Craignant, cependant, les difficultés d’interprétation qui ne manqueraient pas de découler des questions ouvertes qu’il avait formulées, monsieur Nierenstein décida de mettre en ligne deux pétitions : l’une demandant le retrait de la légion d’honneur de madame Novak et l’autre félicitant le président Macron de la lui avoir octroyée.
La rédaction de la première, lourdement fondée sur un mélange de travail juridique et de recherche -facile, par contre- des incohérences du discours du président de la République, lui fut pénible. La rédaction de la seconde fut aisée, au contraire, et naturelle. Brève, concise, sa conclusion aérienne en livre l’essentiel :

Défendre le français, c’est, toujours, défendre la liberté !

Monsieur Nierenstein entendait jauger la réaction des amoureux de la France à l’aune des signatures que recueillerait chacune de ces pétitions. Il était, certes, conscient du manque de scientificité de la démarche, mais il estima néanmoins qu’il obtiendrait des tendances non dépourvues d’intérêt.
Monsieur Nierenstein signa une pétition de son nom et une autre d’un pseudonyme qu’il avait coutume d’employer : Sebastián Nowenstein.
L’enquête fut un succès. Des centaines de milliers de réponses parvinrent à monsieur Nierenstein (et aussi, par erreur, à un enseignant lillois, monsieur Nowenstein, qui, malencontreusement, se nommait, véritablement, Nowenstein).
Une témoignage marqua particulièrement les esprits, celui de Vilma, jeune hongroise qui décrivait la gêne qu’elle avait éprouvée en découvrant que la France avait honoré madame Novak. Pour elle, étudier le français, c’était rêver d’un ailleurs lumineux qui s’était soudain obscurci. Vilma avait obtenu une bourse pour poursuivre ses études en France, qu’elle refusa. Elle écrivit au président Macron et motiva son acte en expliquant, dans un français suranné et cérémonieux, qu’elle resterait dans son pays pour défendre les valeurs universelles qu’elle avait cru, à tort, que la France incarnait.

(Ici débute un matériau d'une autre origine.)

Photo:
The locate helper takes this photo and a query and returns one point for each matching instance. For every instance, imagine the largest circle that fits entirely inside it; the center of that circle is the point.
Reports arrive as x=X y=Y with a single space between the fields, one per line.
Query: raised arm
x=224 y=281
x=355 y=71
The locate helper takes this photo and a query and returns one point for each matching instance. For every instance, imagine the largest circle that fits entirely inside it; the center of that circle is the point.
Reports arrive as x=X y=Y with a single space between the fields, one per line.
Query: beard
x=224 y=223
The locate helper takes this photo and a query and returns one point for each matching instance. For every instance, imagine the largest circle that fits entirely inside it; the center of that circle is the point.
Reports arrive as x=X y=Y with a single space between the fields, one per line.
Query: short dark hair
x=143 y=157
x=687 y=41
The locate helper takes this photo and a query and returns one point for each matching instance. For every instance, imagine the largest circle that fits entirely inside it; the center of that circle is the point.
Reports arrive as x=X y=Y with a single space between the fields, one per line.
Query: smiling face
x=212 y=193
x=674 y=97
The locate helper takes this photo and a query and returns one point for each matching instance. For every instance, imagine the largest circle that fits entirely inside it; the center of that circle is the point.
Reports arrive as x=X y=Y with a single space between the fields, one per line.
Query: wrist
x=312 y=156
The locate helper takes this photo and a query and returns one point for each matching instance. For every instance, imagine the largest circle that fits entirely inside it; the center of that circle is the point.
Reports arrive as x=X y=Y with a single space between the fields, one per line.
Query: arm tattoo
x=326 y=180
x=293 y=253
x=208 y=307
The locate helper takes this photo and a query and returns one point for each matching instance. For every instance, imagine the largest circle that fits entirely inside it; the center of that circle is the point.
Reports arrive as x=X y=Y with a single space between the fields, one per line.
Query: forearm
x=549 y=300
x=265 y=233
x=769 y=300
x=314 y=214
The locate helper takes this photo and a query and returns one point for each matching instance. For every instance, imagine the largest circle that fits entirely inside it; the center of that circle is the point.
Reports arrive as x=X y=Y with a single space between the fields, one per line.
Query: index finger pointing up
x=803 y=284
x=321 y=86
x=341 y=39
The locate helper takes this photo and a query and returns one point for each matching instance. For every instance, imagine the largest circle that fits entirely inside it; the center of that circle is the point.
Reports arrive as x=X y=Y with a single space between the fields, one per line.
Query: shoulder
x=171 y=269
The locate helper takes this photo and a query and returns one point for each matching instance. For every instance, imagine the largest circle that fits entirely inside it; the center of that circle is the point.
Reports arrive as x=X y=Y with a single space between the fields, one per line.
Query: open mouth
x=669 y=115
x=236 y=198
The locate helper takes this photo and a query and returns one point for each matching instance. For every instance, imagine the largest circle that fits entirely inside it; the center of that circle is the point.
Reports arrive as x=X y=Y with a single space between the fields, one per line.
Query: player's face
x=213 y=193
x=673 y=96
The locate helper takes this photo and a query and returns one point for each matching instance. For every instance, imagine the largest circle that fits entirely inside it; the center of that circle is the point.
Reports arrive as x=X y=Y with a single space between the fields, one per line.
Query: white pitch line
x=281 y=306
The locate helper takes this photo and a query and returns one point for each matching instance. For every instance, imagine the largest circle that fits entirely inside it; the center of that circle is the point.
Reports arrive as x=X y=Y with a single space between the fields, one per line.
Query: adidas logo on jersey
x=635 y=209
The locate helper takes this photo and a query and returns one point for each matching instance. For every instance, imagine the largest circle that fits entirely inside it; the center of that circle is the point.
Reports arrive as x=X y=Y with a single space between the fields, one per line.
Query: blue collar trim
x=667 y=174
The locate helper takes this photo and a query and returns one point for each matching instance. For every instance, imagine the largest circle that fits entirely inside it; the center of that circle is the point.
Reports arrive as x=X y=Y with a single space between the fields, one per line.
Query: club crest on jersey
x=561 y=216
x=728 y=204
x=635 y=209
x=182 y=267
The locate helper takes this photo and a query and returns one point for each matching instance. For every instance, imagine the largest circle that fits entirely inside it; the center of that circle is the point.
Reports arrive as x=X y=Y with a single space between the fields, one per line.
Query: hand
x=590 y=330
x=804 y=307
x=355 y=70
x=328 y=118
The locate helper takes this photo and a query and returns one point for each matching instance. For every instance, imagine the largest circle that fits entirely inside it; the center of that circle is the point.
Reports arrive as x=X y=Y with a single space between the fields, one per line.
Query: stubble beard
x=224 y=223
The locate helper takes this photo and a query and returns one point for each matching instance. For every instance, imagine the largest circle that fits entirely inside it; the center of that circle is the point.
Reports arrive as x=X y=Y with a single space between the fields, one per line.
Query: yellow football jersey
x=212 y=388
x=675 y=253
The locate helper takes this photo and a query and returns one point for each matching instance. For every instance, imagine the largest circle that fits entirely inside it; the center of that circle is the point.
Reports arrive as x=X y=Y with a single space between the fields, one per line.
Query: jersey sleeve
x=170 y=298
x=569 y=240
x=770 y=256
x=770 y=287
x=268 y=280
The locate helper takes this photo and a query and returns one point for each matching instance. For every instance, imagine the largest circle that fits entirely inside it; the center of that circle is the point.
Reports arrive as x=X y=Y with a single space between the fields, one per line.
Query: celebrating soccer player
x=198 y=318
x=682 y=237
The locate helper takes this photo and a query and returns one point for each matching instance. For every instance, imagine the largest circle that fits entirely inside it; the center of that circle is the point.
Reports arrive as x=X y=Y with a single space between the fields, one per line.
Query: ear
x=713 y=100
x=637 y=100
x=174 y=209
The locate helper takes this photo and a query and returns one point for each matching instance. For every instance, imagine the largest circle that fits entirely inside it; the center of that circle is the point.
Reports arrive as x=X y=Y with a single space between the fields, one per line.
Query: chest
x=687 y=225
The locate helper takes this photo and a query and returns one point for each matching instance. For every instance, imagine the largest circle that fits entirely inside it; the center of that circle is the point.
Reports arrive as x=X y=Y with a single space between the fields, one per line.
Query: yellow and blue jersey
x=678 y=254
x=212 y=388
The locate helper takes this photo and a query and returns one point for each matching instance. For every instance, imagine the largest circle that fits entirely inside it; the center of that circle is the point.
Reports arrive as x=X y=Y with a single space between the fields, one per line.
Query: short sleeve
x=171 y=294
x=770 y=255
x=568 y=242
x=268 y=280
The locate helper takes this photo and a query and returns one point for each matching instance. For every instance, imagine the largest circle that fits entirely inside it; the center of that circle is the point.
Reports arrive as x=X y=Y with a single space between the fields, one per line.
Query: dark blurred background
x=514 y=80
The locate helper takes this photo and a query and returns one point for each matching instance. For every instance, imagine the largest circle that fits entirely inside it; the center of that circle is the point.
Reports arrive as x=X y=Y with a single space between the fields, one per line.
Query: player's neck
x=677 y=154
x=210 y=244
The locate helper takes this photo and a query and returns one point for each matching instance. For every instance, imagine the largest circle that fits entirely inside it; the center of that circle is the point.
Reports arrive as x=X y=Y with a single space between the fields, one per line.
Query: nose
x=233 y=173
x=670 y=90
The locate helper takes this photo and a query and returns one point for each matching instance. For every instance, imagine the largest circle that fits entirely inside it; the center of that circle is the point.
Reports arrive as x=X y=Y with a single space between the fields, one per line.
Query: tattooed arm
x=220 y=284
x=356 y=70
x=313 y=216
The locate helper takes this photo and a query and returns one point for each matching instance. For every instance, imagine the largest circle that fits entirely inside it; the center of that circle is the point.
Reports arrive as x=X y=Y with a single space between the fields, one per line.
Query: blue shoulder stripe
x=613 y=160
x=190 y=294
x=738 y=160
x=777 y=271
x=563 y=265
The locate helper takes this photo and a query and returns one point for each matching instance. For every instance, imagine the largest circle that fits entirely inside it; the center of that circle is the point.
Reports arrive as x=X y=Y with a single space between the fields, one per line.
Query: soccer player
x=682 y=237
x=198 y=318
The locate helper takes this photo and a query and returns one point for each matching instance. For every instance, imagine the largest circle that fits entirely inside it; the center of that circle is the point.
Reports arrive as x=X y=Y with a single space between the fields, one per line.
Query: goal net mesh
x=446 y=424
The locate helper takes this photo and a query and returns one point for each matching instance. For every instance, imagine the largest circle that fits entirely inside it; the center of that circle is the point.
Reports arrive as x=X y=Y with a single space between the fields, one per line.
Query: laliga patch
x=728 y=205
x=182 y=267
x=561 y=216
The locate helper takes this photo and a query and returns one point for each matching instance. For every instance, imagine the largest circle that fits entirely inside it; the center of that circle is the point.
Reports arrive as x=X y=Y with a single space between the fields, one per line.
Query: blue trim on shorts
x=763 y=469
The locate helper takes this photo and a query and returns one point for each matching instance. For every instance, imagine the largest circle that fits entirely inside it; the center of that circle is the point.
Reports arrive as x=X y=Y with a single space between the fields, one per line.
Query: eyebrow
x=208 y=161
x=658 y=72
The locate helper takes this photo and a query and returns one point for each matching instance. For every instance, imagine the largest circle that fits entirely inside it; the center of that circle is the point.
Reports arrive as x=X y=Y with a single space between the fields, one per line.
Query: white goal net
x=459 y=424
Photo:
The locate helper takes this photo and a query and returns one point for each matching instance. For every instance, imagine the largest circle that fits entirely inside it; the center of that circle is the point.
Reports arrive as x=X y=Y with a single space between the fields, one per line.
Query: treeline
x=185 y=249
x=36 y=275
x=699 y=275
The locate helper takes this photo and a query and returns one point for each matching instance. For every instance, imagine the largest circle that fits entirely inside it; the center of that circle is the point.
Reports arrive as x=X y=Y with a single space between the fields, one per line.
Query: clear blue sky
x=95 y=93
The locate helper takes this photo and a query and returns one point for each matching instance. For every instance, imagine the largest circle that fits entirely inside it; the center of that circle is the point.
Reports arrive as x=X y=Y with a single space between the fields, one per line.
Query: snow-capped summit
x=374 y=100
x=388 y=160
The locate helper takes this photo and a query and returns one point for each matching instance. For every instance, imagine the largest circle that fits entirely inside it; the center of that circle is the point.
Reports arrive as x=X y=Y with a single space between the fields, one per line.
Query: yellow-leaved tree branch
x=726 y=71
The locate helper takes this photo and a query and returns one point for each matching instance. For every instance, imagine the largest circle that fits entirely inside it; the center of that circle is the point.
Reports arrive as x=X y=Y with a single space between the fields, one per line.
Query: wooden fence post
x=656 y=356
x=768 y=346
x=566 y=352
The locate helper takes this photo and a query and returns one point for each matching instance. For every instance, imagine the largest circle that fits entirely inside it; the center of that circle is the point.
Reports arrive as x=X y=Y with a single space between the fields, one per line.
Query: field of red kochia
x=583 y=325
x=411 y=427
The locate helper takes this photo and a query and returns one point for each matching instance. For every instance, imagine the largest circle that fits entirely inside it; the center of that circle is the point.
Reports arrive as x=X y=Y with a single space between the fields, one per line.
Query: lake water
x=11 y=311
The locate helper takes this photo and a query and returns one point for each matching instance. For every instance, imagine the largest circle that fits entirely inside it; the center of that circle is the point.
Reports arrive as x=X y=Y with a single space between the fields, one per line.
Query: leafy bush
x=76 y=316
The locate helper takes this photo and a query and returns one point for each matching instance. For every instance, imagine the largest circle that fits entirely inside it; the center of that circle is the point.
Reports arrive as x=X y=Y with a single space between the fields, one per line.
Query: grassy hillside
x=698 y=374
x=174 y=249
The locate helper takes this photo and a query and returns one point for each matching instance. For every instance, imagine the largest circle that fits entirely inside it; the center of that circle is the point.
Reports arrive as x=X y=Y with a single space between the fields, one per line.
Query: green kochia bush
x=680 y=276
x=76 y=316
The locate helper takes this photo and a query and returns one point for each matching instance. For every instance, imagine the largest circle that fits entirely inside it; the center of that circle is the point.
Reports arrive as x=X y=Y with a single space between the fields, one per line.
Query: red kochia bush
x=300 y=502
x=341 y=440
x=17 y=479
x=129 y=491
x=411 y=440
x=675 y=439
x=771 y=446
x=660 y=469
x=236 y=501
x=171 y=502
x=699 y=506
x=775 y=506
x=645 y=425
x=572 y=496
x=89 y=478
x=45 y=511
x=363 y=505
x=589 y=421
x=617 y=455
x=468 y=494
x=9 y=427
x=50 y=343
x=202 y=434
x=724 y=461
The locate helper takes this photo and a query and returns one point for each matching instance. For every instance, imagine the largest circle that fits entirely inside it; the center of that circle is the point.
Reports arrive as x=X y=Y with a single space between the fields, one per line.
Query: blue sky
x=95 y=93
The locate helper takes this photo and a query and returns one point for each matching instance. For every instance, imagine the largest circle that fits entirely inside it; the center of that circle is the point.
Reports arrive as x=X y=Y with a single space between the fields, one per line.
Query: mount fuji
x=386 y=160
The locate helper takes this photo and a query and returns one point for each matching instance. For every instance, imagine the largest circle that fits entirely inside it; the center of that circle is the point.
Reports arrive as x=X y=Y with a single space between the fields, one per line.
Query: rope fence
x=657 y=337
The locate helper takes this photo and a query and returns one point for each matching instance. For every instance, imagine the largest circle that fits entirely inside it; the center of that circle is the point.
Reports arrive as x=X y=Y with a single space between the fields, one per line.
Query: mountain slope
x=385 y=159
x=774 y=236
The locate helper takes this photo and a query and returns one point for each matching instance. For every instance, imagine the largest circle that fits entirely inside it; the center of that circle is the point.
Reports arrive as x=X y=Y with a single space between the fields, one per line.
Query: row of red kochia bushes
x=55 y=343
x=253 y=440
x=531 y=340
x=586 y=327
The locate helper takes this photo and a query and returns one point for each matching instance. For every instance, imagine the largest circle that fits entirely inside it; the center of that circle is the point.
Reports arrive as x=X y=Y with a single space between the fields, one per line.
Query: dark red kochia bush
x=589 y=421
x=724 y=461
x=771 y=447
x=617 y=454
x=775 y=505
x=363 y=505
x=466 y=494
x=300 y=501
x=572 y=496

Au-delà de ce témoignage particulièrement émouvant, il apparut que les amoureux de la France rejetaient massivement la décision du président Macron. Celui-ci réagit de façon immédiate : madame Novak fut déchue de la légion d’honneur. Dans le même mouvement, le président publia un décret qui rendait possible de retirer la légion d’honneur à un mort et qui s’appliqua sans délai à Franco, Ceaucescu, Mobutu et Mussolini.
En Hongrie, il se produisit un sursaut de dignité. Nombre d’intellectuels suivirent l’exemple de Vilma : ils refusèrent les quelques avantages institutionnels dont ils pouvaient bénéficier et se consacrèrent à lutter pour leur patrie. Ils mirent de côté leurs rêves d’ailleurs et se fondirent avec humilité dans les luttes de ceux qui, s’opposant à la loi dite d’esclavage, luttaient aussi contre l’esclavage moral auquel le gouvernement voulait les condamner.
Aujourd’hui, Vilma est directrice administrative du Centre Universitaire de Szeged. Elle enseigne aussi l’histoire d’Europe centrale à l’Institut d’Études politiques de Lille.
PS : Monsieur Nierenstein n’écrivit pas personnellement à toutes ces institutions et à tous ces enseignants. Il demanda à ce qu’on le fasse et il autorisa quiconque le voudrait à se prévaloir de son nom, Nierenstein, et de son grade, professeur agrégé, pour envoyer le courrier qu’il avait rédigé. Grâce à cette démarche, des milliers de courriers signés « Esteban Nierenstein, professeur agrégé » parvinrent aux enseignants de français de par le monde.